Today, or tomorrow, or another day, that horrible sign would draw her in without any need for him to work the
eiran
at all.
Then I will ask her where to find Arekhon, and she will tell me.
 
 
By the time
Fire-on-the-Hilltops
reached Ninglin, the former sus-Dariv contract carrier had acquired a new name, a new port of origin, and a new ID transmitter. Zeri was impressed by the high level of technical knowledge her cousin Herin and Iulan Vai brought to the process of making the forgeries. She was convinced by now that Vai had been somebody’s confidential operative before she became a Mage—which explained a good deal about Herin’s former life as well. She’d always wondered what it was he did for the family; the dilettante act had never struck her as all that convincing.
Me, though … I really was a dilettante. At least I could tell when somebody else wasn’t.
Making the forgeries had proved simple, compared with the job of convincing the Fire’s ship-mind to agree to the disguise. The ship-mind was old and cranky, and not fond of change; it required many iterations of the new data before the
Fire
would agree to answer, for public purposes, to the new name
Once-Over-Lightly.
“If anybody digs down into the deep files, we’re gone,” Herin said. The
Fire’
s new paperwork had already convinced inspace control, port control, and the local customs office, as well as the desk clerk at their lodgings, but he still looked dissatisfied.
They’d locked up the ship after landing, and taken a quartet of rooms at the Far Call Guest Home, a faded but respectable rooming house at the edge of the port district. The windows in the Far Call’s bedrooms were uncurtained, and the bright lights of the strip cast flashing patterns on the walls: an uncomfortable reminder that ships came and went daily even on Ninglin, and that any one of them might bring pursuit.
On the other hand, while the mattresses on the guest home’s narrow beds were thin and lumpy-looking, at least the rooms had beds instead of acceleration couches.

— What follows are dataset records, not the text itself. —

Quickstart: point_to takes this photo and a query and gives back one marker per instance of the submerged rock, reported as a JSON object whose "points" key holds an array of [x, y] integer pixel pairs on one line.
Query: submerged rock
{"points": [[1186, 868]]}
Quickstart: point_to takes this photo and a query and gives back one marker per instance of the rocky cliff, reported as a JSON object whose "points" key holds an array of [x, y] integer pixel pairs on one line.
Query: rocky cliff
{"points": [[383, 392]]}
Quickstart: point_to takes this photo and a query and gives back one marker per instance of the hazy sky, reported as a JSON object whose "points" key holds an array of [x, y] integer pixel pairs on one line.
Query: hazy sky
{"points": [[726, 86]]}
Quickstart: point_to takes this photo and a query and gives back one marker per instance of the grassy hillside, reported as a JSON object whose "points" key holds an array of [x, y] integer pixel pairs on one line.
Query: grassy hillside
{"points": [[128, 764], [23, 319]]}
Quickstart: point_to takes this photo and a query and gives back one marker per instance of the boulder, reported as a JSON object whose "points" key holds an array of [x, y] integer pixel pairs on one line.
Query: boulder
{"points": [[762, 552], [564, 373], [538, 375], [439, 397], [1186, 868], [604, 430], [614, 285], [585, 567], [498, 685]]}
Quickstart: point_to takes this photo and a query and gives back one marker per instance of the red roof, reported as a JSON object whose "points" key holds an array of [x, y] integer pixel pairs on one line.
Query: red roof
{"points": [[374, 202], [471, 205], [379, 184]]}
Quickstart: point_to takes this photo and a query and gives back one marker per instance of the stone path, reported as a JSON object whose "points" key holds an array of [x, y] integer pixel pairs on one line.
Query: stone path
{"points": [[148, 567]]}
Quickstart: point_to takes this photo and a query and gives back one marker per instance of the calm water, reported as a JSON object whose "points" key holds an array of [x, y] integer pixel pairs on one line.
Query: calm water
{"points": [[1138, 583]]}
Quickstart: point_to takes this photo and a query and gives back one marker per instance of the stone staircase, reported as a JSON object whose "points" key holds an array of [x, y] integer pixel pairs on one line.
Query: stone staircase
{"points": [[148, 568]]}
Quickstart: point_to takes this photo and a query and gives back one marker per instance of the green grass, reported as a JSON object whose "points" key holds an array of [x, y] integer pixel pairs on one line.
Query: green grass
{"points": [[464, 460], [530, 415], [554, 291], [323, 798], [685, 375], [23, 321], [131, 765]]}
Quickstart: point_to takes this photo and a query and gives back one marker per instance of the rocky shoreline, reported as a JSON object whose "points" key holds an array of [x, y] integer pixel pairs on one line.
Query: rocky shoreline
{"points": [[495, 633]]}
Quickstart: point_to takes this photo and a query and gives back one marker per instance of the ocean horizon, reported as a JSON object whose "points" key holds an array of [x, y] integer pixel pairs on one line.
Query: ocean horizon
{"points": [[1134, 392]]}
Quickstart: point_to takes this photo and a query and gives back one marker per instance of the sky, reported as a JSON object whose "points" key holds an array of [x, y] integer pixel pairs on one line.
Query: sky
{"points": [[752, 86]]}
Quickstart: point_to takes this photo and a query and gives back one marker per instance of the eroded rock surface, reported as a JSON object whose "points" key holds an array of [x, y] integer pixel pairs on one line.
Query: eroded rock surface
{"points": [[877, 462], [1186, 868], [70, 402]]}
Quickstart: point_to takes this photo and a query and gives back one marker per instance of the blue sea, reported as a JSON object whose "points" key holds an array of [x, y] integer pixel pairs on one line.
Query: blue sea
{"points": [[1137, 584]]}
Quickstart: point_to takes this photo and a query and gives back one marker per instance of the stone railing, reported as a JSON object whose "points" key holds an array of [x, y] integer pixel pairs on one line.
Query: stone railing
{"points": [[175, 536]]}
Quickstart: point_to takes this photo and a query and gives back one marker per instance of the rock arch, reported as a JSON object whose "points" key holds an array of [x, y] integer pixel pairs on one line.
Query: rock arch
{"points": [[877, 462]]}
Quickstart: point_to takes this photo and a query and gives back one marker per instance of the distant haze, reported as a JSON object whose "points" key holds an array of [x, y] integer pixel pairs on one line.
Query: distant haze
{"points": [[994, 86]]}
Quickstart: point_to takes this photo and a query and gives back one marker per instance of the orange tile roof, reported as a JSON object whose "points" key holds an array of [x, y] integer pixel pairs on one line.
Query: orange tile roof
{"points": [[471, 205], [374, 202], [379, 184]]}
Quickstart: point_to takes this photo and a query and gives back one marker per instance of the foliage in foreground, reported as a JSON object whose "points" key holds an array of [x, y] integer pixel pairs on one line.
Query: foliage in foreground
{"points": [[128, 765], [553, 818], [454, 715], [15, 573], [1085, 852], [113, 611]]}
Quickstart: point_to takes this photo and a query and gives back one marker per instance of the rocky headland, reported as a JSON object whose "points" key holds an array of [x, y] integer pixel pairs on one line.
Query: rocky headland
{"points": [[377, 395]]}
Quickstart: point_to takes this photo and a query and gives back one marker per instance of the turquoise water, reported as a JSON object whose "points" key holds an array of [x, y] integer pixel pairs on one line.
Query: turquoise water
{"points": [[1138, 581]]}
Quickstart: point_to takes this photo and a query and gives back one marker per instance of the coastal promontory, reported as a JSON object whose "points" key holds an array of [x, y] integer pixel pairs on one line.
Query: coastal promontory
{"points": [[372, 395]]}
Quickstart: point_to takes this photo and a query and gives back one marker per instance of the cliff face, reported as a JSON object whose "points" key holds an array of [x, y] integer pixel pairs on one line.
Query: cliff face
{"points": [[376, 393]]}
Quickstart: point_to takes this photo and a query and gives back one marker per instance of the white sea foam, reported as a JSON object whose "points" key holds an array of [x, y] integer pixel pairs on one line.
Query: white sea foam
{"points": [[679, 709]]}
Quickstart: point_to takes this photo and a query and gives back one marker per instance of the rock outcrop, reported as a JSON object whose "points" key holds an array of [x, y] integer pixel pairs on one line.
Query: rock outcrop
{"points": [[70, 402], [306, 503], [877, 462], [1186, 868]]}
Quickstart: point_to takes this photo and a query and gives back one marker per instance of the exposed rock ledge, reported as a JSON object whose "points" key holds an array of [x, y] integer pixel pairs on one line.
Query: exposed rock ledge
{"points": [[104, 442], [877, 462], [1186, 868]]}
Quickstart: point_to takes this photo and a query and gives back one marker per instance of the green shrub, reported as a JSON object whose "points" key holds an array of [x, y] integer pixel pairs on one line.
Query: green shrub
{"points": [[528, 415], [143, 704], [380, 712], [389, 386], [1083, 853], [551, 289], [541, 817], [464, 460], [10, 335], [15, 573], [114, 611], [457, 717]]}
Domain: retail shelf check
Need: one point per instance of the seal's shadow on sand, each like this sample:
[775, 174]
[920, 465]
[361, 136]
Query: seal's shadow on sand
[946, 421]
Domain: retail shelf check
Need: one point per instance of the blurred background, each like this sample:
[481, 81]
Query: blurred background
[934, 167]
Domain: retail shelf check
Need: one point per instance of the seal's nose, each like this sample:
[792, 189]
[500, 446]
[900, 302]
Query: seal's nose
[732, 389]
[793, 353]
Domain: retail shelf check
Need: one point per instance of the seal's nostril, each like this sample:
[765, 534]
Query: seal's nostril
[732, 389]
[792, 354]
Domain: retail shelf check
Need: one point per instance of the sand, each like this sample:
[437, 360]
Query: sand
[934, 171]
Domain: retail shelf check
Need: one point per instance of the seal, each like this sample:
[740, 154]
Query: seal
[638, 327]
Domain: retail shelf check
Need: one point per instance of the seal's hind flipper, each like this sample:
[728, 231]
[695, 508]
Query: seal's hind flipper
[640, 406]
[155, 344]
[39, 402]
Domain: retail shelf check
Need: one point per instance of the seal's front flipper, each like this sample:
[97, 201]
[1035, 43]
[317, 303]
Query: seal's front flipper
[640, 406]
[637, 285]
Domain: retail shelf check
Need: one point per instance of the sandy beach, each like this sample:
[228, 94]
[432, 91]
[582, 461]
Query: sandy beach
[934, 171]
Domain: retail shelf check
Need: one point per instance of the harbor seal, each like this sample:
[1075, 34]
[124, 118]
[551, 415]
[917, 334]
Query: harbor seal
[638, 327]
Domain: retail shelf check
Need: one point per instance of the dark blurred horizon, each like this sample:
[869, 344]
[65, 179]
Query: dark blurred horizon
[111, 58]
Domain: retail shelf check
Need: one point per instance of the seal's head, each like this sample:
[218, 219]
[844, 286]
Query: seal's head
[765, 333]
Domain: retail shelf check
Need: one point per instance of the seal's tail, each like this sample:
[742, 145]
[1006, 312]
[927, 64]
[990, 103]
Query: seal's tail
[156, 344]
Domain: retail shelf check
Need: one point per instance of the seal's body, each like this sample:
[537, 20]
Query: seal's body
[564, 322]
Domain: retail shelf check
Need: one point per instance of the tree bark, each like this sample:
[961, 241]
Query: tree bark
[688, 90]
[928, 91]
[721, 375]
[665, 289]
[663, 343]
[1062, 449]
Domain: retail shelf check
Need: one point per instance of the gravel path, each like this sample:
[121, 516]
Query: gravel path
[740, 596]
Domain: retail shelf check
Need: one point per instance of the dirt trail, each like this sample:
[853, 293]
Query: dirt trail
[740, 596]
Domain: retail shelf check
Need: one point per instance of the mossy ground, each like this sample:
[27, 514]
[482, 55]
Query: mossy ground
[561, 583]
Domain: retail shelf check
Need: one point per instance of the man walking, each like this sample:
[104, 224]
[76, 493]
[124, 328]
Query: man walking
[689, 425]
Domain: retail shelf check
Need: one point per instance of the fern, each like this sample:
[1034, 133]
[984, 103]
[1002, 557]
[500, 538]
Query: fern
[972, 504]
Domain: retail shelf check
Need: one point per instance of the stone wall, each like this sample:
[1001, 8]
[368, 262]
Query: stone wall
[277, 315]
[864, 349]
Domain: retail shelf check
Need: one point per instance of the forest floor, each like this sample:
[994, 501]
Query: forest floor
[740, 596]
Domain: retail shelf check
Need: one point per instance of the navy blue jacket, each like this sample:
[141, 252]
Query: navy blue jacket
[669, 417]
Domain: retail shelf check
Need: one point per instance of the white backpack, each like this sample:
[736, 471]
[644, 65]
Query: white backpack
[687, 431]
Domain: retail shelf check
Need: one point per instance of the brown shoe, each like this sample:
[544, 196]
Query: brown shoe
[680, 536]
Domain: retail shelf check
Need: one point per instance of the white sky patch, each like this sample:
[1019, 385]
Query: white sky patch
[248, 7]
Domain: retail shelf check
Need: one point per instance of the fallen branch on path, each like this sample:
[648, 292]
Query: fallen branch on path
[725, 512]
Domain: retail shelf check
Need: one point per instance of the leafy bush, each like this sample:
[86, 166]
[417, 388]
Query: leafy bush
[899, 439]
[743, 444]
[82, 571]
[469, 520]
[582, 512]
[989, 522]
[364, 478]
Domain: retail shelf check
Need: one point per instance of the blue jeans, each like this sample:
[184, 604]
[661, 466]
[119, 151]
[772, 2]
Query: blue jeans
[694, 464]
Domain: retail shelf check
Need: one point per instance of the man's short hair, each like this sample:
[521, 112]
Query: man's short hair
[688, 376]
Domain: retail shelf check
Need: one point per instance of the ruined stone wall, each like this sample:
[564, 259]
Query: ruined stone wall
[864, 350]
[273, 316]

Zeri felt guilty about having been granted the relative luxury of bunking in the captain’s cabin during the transit from Eraasi, and was glad the others would have a chance at some comfort.
“Don’t worry about the deep files,” Len advised Herin. “Anybody who gets close enough to read those will have already spotted the old serial numbers on the outer hull. And we can’t fix those without spending time in a repair yard.”
“You cheer me unspeakably,” Herin told him.
“Stop it, both of you,” said Zeri. “I want to know what we’re going to do on Ninglin now that we’re here. We’ve been running nonstop ever since I climbed out of that window in Hanilat, and I’m tired.”
Iulan Vai answered her. “What we’re going to do on Ninglin is lie low, get some rest, and wait for the hue and cry to die down. The last thing we need is one of Lord Natelth’s operatives following us out of here to the rendezvous point.”
“No,” said Zeri. “We definitely don’t want that.”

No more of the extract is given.